Every Injured has a Story to Tell: analysing organisational preconditions for occupational accidents in the Swedish food industry

The continuing high frequency of occupational accidents in the Swedish food industry calls for new approaches in order to identify and describe the underlying factors. In the present thesis, therefore, occupational accidents were investigated from the operator’s perspective, in order to explore the organisational preconditions. Two studies were carried out based on 54 accidents involving to hand injuries. In-depth interviews were conducted with operators and their supervisors. 24 interviews were analysed using the qualitative grounded theory method. Two core categories were found. The first was the perception of the accident process at operative level. The second was organisational preconditions at strategic level, enhancing the risk for occupational accidents. These preconditions were represented by open factors, which were deficiencies in technical and human organisational systems, and concealed factors, represented by insufficient communication and learning, high responsibility in combination with low control, conflicting goals, and a gap between procedure and practice. The organisational preconditions affected the accident process and the workers’ perception leading to risk acceptance, resignation towards improved safety and overconfidence in one’s own ability.

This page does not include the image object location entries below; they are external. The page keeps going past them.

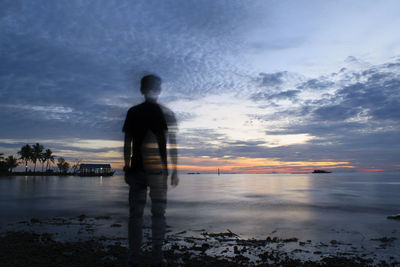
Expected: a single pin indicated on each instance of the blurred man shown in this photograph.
(147, 128)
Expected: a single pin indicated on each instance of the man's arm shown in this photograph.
(127, 150)
(174, 158)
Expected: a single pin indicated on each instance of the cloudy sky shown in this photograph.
(257, 86)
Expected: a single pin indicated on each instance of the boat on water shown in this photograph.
(86, 169)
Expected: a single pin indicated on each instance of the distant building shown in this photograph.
(95, 170)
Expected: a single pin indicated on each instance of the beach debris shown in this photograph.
(394, 217)
(384, 239)
(228, 233)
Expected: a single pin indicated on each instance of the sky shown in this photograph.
(256, 86)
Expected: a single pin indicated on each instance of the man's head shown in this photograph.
(150, 87)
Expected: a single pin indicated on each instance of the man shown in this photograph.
(147, 128)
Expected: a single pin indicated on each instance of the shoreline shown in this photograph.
(34, 245)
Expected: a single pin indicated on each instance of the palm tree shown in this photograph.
(62, 165)
(12, 162)
(36, 154)
(26, 155)
(48, 157)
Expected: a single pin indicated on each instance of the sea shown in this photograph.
(348, 207)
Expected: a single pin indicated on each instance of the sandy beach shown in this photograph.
(76, 241)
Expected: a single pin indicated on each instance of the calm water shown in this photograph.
(348, 206)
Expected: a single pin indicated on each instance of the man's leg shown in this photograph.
(137, 201)
(158, 195)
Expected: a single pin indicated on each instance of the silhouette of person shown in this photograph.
(147, 128)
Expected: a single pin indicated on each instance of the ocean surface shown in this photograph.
(352, 207)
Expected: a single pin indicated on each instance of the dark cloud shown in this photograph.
(271, 79)
(290, 94)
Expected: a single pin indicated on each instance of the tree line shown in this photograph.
(35, 154)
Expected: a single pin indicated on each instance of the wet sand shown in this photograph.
(78, 241)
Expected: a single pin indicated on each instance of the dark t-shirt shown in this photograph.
(140, 121)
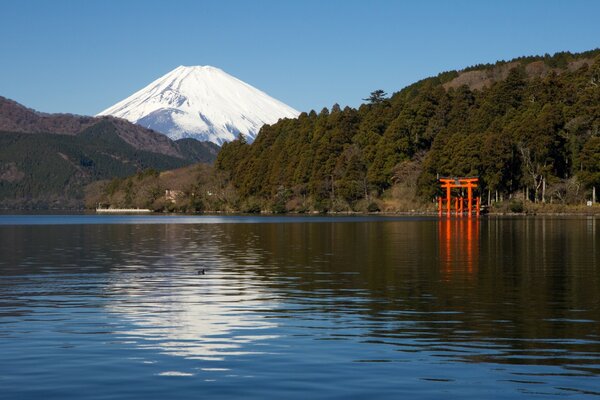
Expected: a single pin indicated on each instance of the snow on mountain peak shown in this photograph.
(202, 102)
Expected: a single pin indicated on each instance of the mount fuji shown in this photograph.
(201, 102)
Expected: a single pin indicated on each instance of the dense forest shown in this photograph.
(40, 171)
(46, 160)
(528, 128)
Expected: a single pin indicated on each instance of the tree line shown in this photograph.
(532, 134)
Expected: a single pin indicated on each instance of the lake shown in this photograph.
(103, 307)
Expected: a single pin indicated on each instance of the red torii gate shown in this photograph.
(469, 183)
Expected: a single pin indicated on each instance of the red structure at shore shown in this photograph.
(462, 205)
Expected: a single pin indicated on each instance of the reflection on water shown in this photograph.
(502, 308)
(199, 316)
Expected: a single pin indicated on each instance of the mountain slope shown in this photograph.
(529, 128)
(46, 160)
(204, 103)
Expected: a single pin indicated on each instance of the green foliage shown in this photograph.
(52, 169)
(522, 131)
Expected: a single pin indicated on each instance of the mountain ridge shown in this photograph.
(201, 102)
(47, 159)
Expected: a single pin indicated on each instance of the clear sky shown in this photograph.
(82, 56)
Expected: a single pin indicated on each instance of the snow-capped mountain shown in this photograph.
(201, 102)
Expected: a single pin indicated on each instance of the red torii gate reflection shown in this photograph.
(458, 246)
(472, 203)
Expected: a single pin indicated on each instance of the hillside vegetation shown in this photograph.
(47, 160)
(529, 128)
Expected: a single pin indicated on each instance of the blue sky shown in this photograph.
(83, 56)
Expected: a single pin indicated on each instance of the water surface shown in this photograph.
(299, 307)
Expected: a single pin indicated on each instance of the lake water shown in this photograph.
(102, 307)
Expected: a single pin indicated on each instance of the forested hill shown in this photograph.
(528, 126)
(46, 160)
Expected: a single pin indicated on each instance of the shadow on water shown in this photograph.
(462, 304)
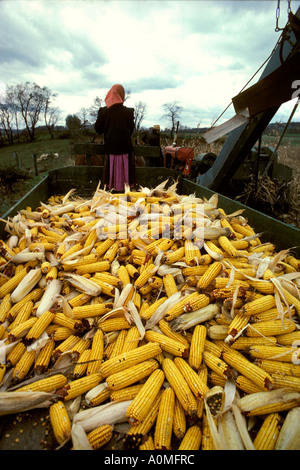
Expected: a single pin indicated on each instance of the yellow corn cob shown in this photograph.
(59, 333)
(60, 422)
(169, 285)
(23, 366)
(288, 339)
(147, 444)
(97, 350)
(258, 306)
(217, 365)
(180, 387)
(197, 346)
(130, 358)
(217, 380)
(62, 320)
(79, 386)
(278, 367)
(103, 246)
(33, 296)
(15, 354)
(113, 324)
(91, 268)
(5, 306)
(95, 310)
(132, 271)
(207, 440)
(119, 343)
(148, 312)
(293, 261)
(210, 274)
(227, 246)
(66, 345)
(142, 403)
(132, 339)
(110, 254)
(164, 421)
(170, 345)
(257, 375)
(192, 439)
(248, 386)
(191, 253)
(213, 348)
(264, 286)
(271, 328)
(123, 275)
(194, 381)
(144, 276)
(166, 329)
(229, 292)
(237, 324)
(221, 282)
(82, 363)
(131, 375)
(268, 433)
(22, 315)
(190, 303)
(2, 331)
(127, 393)
(171, 256)
(51, 274)
(43, 359)
(12, 283)
(71, 250)
(275, 353)
(2, 372)
(39, 327)
(264, 403)
(243, 342)
(179, 421)
(21, 330)
(97, 395)
(217, 332)
(281, 381)
(100, 436)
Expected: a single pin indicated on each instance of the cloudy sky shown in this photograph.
(200, 53)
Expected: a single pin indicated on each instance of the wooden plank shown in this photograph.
(98, 149)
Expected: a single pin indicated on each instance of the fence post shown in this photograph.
(17, 160)
(35, 164)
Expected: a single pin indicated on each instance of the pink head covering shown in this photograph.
(115, 95)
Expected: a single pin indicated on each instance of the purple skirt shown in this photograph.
(118, 171)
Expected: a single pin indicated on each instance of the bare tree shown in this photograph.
(173, 111)
(93, 110)
(6, 118)
(51, 114)
(140, 109)
(83, 115)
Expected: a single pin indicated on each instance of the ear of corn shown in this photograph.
(164, 422)
(100, 436)
(180, 387)
(142, 403)
(60, 422)
(131, 375)
(192, 439)
(203, 319)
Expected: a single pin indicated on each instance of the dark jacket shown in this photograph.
(116, 124)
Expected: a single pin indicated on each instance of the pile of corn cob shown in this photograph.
(152, 316)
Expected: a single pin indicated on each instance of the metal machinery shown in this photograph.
(239, 158)
(256, 106)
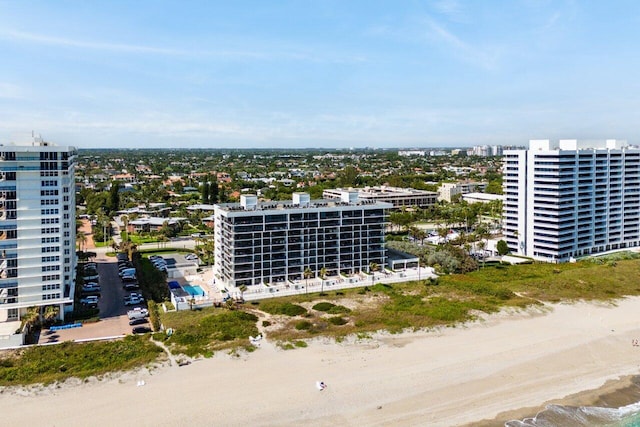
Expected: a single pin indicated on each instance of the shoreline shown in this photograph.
(502, 367)
(615, 393)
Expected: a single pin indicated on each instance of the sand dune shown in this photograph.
(451, 376)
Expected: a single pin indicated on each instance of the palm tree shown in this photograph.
(30, 318)
(323, 274)
(82, 241)
(50, 313)
(307, 275)
(125, 221)
(242, 289)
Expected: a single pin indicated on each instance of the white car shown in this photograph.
(90, 300)
(137, 313)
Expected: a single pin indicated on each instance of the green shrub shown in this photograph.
(285, 308)
(323, 306)
(304, 325)
(339, 309)
(339, 321)
(46, 364)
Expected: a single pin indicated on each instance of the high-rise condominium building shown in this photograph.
(571, 198)
(271, 242)
(37, 227)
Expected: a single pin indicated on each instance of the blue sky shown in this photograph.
(332, 74)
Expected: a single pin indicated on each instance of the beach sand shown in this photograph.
(509, 364)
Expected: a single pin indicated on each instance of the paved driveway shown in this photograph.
(113, 312)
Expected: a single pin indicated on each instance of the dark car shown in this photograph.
(131, 286)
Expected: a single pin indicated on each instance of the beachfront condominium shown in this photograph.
(272, 242)
(398, 197)
(570, 198)
(37, 227)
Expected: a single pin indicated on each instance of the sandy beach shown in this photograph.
(507, 363)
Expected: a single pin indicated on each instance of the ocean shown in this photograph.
(617, 408)
(591, 416)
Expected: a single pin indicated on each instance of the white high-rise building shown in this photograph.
(37, 228)
(571, 198)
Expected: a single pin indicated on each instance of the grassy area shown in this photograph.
(202, 332)
(455, 299)
(47, 364)
(360, 311)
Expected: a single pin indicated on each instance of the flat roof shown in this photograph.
(9, 328)
(312, 204)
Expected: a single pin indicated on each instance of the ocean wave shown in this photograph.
(591, 416)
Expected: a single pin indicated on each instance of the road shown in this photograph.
(111, 303)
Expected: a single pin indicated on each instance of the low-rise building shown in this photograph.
(398, 197)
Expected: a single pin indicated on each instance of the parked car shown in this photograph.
(89, 300)
(127, 272)
(91, 287)
(131, 286)
(133, 301)
(137, 321)
(137, 313)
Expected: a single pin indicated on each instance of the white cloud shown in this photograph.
(11, 91)
(262, 50)
(451, 9)
(485, 57)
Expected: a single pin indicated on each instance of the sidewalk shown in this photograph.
(331, 284)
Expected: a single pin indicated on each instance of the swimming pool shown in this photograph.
(193, 290)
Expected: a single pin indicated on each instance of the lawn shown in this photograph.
(450, 300)
(47, 364)
(202, 332)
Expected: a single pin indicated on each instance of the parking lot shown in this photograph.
(113, 312)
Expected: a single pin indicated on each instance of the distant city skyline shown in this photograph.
(319, 74)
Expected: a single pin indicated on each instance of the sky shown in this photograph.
(318, 74)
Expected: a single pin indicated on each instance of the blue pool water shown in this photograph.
(193, 290)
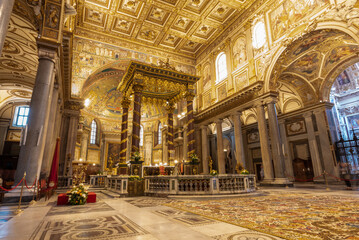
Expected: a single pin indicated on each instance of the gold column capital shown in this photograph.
(125, 103)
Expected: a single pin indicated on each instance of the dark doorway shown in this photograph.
(302, 162)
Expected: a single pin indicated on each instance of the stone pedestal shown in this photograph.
(136, 168)
(238, 138)
(264, 142)
(313, 145)
(325, 146)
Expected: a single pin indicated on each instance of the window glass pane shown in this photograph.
(25, 121)
(159, 134)
(22, 111)
(93, 132)
(141, 136)
(20, 121)
(21, 116)
(221, 67)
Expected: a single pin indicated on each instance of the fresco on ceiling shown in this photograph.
(303, 88)
(239, 52)
(105, 100)
(337, 55)
(343, 78)
(290, 12)
(206, 77)
(307, 65)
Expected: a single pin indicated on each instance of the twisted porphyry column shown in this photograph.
(136, 121)
(124, 129)
(170, 109)
(190, 124)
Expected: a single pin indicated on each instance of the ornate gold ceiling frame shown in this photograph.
(137, 72)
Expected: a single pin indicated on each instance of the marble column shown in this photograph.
(136, 120)
(170, 109)
(285, 149)
(190, 125)
(205, 154)
(325, 145)
(238, 139)
(72, 110)
(313, 145)
(50, 134)
(4, 125)
(276, 144)
(5, 14)
(84, 143)
(31, 152)
(220, 152)
(185, 143)
(264, 142)
(124, 130)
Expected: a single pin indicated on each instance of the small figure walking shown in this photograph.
(345, 171)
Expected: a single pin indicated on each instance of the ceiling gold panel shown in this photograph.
(182, 26)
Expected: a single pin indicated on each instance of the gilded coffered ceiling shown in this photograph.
(183, 26)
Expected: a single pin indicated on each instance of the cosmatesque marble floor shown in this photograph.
(142, 218)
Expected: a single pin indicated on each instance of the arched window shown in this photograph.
(21, 116)
(221, 67)
(141, 135)
(159, 133)
(93, 132)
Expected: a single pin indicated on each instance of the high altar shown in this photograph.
(145, 84)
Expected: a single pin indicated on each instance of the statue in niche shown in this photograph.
(239, 52)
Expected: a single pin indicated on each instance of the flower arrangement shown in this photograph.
(136, 156)
(194, 159)
(134, 178)
(78, 195)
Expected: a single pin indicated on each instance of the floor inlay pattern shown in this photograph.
(148, 202)
(87, 208)
(291, 216)
(109, 227)
(245, 235)
(184, 217)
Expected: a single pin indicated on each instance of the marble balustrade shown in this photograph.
(200, 184)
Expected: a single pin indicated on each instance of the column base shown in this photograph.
(282, 182)
(277, 182)
(266, 182)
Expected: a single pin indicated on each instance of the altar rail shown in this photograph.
(98, 180)
(117, 184)
(200, 184)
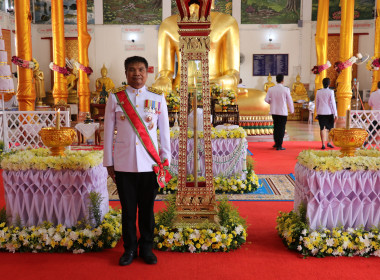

This was the background of ‘normal’ in which context the accidents occurred and safety was constructed. Through the analysis a five-step hypothesis was empirically generated. The second study was based on the injury reports of the same 54 accidents. Analysis revealed that 15% of the accidents were influenced by the technical design of the workplace, 17 % by safety equipment on machines and 30% by working methods. In 39% of the accidents no measures were taken to prevent further accidents. The injury reports complemented the interviews, confirming that the safety approach used by the companies to control production systems, safety equipment and safety rules were insufficient to reveal and reduce the risks and protect operators from injuries. A new perspective on safety w needs to be introduced in order to addressing the underlying preconditions and achieve effective safety management. A prerequisite for this is insight into norms and beliefs that influence risks and safety.